Column IDs are internal to the server and not sent by the user on RPCs. Clients
specify columns by name. This is because we expect a client to continue to make
queries like "select sum(col_b) from x;" without any refresh of the schema, even
if the column is dropped and re-added with new data.
Schemas specified in RPCs
------------------------------
When the user makes an RPC to read or write from a tablet, the RPC specifies only
the names, types, and nullability of the columns. Internal to the server, we map
the names to the internal IDs.
If the user specifies a column name which does not exist in the latest schema,
it is considered an error.
If the type or nullability does not match, we also currently consider it an error.

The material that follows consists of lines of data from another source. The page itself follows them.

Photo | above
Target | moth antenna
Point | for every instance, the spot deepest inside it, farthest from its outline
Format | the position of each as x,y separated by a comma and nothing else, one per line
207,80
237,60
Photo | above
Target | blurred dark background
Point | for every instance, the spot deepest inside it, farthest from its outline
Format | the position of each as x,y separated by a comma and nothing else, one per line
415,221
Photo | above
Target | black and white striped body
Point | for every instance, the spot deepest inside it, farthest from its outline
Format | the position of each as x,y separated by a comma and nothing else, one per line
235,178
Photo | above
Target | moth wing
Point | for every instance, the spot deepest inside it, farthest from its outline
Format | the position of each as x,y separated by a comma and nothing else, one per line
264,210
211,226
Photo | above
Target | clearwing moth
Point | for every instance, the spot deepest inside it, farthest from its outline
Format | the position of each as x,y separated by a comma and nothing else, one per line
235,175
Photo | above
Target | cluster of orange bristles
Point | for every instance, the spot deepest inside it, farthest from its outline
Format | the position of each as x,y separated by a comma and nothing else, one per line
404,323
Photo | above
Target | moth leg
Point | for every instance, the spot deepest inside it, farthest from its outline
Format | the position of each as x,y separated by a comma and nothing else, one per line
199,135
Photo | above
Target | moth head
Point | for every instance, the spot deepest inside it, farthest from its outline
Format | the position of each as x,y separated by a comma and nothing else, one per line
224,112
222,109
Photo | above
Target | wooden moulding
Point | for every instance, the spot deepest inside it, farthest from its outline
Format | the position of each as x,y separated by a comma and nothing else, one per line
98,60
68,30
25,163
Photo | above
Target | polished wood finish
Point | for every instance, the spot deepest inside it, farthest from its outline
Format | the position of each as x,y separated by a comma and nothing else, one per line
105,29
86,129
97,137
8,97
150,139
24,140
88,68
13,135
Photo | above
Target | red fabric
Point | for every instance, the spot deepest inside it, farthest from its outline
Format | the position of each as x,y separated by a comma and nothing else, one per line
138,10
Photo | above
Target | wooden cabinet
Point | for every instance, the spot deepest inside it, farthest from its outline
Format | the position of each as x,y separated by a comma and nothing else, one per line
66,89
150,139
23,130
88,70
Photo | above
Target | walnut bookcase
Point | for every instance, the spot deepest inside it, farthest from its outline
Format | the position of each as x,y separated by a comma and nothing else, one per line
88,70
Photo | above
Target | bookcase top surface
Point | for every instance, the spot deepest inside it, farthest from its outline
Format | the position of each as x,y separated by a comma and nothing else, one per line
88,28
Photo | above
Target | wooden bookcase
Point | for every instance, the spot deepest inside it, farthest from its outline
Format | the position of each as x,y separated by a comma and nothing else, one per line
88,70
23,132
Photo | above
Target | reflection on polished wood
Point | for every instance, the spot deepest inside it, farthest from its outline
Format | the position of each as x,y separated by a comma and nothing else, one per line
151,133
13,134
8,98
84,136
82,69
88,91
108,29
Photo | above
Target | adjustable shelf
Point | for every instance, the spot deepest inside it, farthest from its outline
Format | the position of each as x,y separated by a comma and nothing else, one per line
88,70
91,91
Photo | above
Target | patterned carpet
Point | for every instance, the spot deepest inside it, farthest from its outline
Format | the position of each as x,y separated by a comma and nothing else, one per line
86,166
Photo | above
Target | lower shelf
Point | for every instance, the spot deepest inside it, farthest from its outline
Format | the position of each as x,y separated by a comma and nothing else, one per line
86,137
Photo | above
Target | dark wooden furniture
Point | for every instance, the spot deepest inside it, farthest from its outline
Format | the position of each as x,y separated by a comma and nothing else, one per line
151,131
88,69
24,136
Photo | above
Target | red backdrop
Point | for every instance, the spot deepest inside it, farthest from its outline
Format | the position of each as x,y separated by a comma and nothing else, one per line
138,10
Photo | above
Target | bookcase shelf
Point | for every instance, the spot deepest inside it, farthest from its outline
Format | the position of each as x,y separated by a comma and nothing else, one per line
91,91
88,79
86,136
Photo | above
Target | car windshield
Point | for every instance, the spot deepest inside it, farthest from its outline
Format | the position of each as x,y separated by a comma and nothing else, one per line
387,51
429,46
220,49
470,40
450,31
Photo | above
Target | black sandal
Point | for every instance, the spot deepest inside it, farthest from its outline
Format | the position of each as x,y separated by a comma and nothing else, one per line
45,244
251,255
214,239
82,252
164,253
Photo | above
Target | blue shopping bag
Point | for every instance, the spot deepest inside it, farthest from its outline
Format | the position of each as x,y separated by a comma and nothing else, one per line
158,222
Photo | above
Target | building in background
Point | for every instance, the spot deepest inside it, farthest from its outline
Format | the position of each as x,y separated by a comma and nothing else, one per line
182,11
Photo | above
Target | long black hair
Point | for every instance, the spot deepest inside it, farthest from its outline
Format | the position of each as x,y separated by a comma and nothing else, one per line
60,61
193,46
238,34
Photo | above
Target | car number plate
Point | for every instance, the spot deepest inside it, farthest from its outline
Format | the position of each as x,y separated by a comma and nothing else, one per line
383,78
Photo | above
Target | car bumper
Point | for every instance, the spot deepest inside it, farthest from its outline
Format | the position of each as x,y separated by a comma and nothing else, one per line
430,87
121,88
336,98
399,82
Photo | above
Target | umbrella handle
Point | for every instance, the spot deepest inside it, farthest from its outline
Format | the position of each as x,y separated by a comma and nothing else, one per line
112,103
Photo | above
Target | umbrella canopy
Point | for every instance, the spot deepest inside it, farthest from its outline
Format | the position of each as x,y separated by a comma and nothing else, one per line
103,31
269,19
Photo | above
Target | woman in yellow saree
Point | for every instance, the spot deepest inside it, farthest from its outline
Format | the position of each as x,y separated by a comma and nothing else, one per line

In the future, we may be able to adapt the data to the requested type (eg promote
smaller to larger integers on read, promote non-null data to a nullable read, etc).
Handling varying schemas at read time
------------------------------
+ Tablet
|---- MemRowSet
|---- DiskRowSet N
|-------- CFileSet
|-------- Delta Tracker
|------------ Delta Memstore
|------------ Delta File N
Because the Schema of a table may change over time, different rowsets may have
been written with different schemas. At read time, the server determines a Schema
for the read based on the current metadata of the tablet. This Schema determines
what to do as the read path encounters older data which was inserted prior to
the schema change and thus may be missing some columns.
For each column in the read schema which is not present in the data, that column
may be treated in one of two ways:
1) In the case that the new column has a "read default" in the metadata, that
value is materialized for each cell.
2) If no "read default" is present, then the column must be nullable. In that
case, a column of NULLs is materialized.
Currently, Kudu does not handle type changes. In the future, we may also need to
add type adapters to convert older data to the new type.
When reading delta files, updates to columns which have since been removed are
ignored. Updates to new columns are applied on top of the materialized default
column data.
Compaction
------------------------------
Each CFileSet and DeltaFile has a schema associated to describe the data in it.
On compaction, CFileSet/DeltaFiles with different schemas may be aggregated into a new file.
This new file will have the latest schema and all the rows must be projected.
In the case of CFiles, the projection affects only the new columns, where the read default
value will be written as data, or in case of "alter type" where the "encoding" is changed.
In the case of DeltaFiles, the projection is essential since the RowChangeList is serialized
with no hint of the schema used. This means that you can read a RowChangeList only if you
know the exact serialization schema.